Le colonel retomba épuisé sur ses oreillers et murmura, saisi d’un frisson subit : — Voilà l’accès de fièvre qui me reprend ; ... je me sens très mal... César, n’oublie pas ce que je t’ai dit... Il est inutile d’attendre le retour du père ; tu feras la demande demain...

— Oui, oui, mon oncle, répéta César ; ne vous tourmentez pas, tout ira selon votre volonté.

Le colonel eut une très mauvaise nuit ; il s’affaiblissait visiblement, et ses traits s’altéraient d’une manière effrayante. Vers le matin, saisi du pressentiment de sa fin prochaine, il appela son neveu, qui sommeillait sur un fauteuil, et dit en lui montrant du doigt la pendule : — Avant midi, tu iras demander cette petite en mariage. . . nous n’avons plus un moment à perdre...
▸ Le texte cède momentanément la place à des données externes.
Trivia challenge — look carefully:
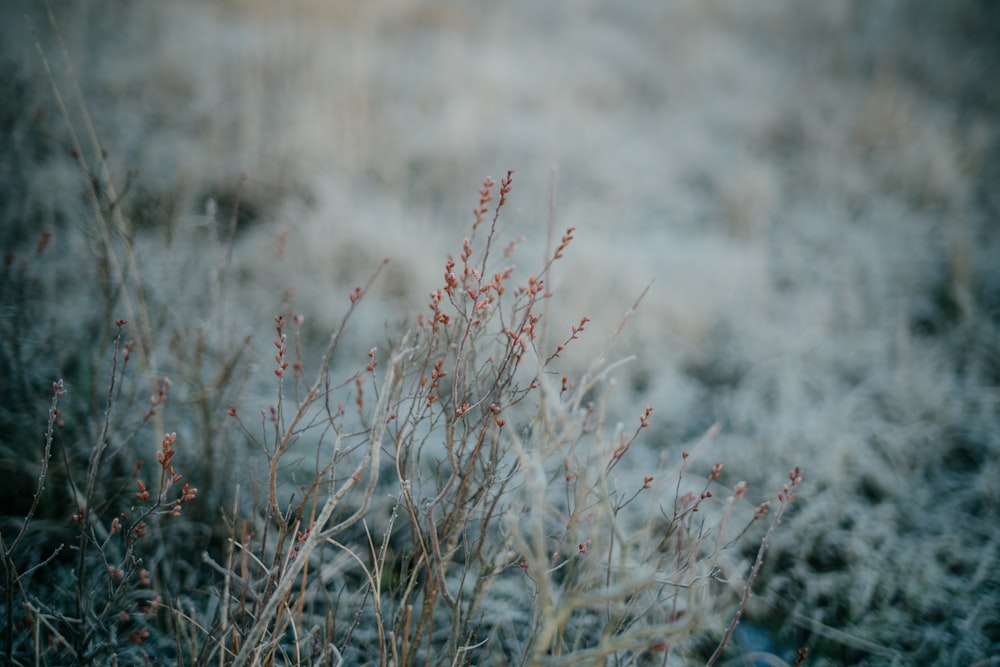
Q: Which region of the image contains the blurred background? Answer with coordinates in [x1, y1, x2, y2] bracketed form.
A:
[0, 0, 1000, 664]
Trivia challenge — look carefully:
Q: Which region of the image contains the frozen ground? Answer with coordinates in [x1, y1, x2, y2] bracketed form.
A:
[0, 0, 1000, 664]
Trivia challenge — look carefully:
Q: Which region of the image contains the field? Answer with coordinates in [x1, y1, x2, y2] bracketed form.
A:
[0, 0, 1000, 665]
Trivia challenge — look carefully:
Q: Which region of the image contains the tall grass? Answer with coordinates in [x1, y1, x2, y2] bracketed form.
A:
[0, 53, 802, 665]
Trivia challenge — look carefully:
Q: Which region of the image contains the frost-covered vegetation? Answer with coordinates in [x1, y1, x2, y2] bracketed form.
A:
[0, 0, 1000, 665]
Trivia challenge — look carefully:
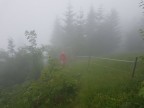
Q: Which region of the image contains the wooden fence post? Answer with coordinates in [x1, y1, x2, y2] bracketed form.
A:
[132, 57, 138, 78]
[87, 56, 91, 71]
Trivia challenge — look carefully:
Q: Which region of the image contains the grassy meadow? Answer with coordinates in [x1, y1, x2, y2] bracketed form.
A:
[0, 57, 144, 108]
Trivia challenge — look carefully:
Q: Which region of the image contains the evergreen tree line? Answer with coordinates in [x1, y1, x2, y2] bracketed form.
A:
[51, 5, 121, 56]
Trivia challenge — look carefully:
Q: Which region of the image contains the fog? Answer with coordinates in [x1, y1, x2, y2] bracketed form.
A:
[0, 0, 142, 49]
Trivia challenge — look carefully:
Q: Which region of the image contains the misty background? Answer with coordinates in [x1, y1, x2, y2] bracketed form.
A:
[0, 0, 143, 49]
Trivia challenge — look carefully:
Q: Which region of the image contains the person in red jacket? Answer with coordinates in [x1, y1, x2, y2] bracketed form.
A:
[60, 52, 67, 65]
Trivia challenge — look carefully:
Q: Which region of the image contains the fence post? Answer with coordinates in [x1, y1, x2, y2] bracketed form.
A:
[87, 56, 91, 71]
[132, 57, 138, 78]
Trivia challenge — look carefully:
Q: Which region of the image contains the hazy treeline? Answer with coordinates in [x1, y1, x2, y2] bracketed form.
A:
[51, 6, 144, 56]
[51, 6, 120, 55]
[0, 5, 144, 87]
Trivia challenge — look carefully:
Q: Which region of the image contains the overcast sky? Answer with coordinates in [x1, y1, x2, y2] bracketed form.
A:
[0, 0, 142, 48]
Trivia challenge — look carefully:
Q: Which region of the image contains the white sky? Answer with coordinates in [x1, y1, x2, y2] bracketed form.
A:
[0, 0, 142, 48]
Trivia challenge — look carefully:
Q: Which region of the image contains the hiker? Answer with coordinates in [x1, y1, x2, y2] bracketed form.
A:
[60, 52, 67, 65]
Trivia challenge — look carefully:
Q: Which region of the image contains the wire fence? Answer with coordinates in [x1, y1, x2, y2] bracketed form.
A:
[77, 56, 138, 78]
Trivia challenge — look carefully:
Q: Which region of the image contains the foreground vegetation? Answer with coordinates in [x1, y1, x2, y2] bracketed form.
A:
[0, 55, 144, 108]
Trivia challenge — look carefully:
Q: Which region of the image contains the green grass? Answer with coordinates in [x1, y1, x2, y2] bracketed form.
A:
[0, 57, 144, 108]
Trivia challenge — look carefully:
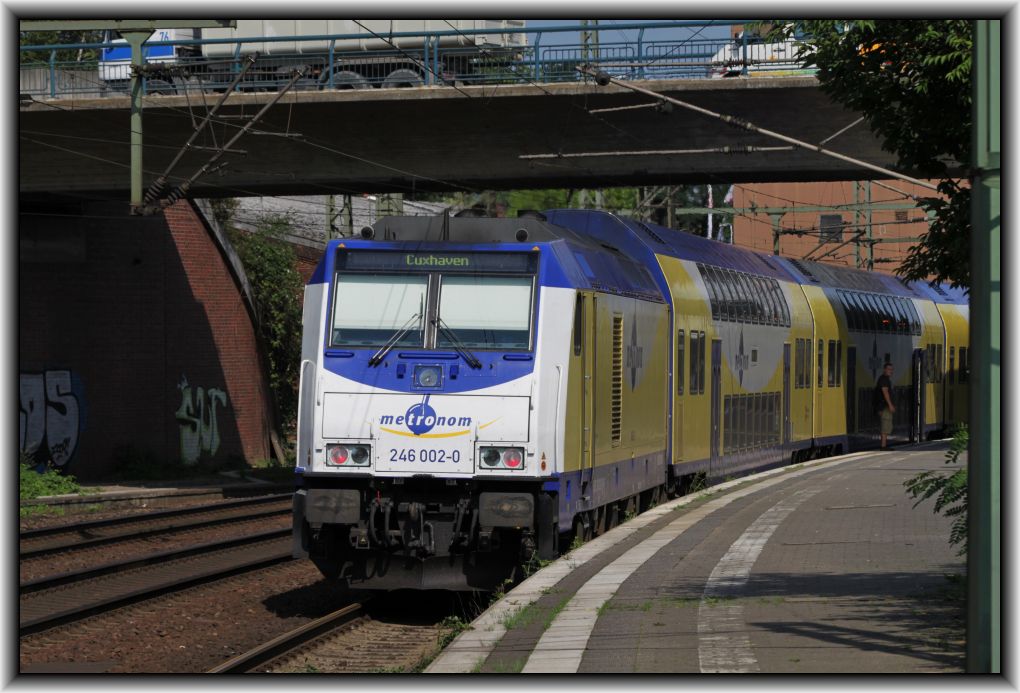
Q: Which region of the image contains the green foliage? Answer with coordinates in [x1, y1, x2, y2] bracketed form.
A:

— Ah ! mon oncle ; c’est aujourd’hui vendredi et le 13 du mois ! s’écria César.

— Je l’avais oublié ! murmura le colonel, dont la volonté ne tint pas contre cette objection. Eh bien ! ce sera pour demain,... demain matin... Je verrai les fiançailles, mais je n’assisterai pas à la noce... César se récria contre ces lugubres prévisions, et affecta la plus complète sécurité ; pourtant le médecin venait de lui déclarer que son oncle n’avait pas deux fois vingt-quatre heures à vivre. Mr Signoret arriva dans la matinée et passa quelques momens seul avec le malade. Après ce court entretien, le vieux garde-notes sortit de la chambre pour chercher César Fauberton ; celui-ci vint au-devant de lui en disant : — Eh bien ! cela ne va pas plus mal, j’ai grand espoir ; est-ce que vous n’êtes pas très rassuré aussi, mon cher monsieur Signoret ?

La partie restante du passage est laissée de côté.